Fortunately, the new grant fund has allowed the pantry to secure additional food and further tighten its partnership with Harvest Home, which provides sourdough bread from a local baker and honey. It also provides dairy products such as milk, eggs and yogurt. Finally, there are fresh vegetables and some fruit put into each bag for every family who comes by each week. This is not only part of RiseBoro's promise to follow the grant's rules, but also its dedication to wellness.

"Many folks might see this as a negative, [but] we turn it into a positive," Bethancourt explained. "We're centered around wellness. Not only like mental health, but also making sure that folks are getting the nutrition that they need."

Aside from providing food, the pantry also conducts classes on diabetes prevention and management.
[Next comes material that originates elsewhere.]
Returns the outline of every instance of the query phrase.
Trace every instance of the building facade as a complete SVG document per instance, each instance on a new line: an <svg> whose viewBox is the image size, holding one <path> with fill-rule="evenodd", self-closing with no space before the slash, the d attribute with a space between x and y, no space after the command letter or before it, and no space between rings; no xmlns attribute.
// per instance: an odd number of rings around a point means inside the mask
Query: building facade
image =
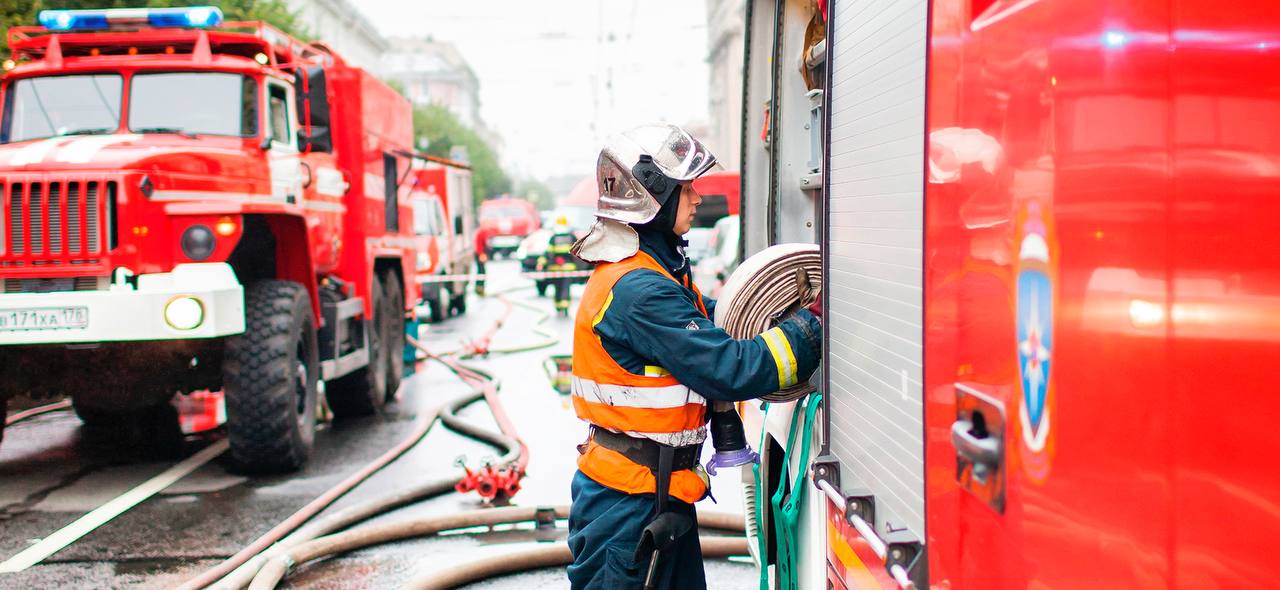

There are cooking and yoga classes conducted on the premises, along with guidance on navigating the housing market. Financial literacy classes are also offered so those with food insecurity can find out why they are struggling. 

"It is not just saying you're food insecure, here's food," Bethancourt said. "And that's it, see you later. It's kind of like we get to know the folks that come on our line, just to see what other ways we could assist them."

Despite the $2 million grant infusion, Bethancourt said the pantry cannot rely on this funding alone; she and her team are always on the lookout for more money, especially at a time when the cost of living and food increase each year.

Back in January, the pantry emptied each Wednesday afternoon, 24 hours after the pantry opened, as if proving how widespread food insecurity is. Bethancourt said it is heartbreaking to turn someone away.

Despite this, she is thankful for the grant funds and knows it will help the pantry.

"I just feel really grateful for being able to do this work," she said. "I think it's important work. I think that food brings us together."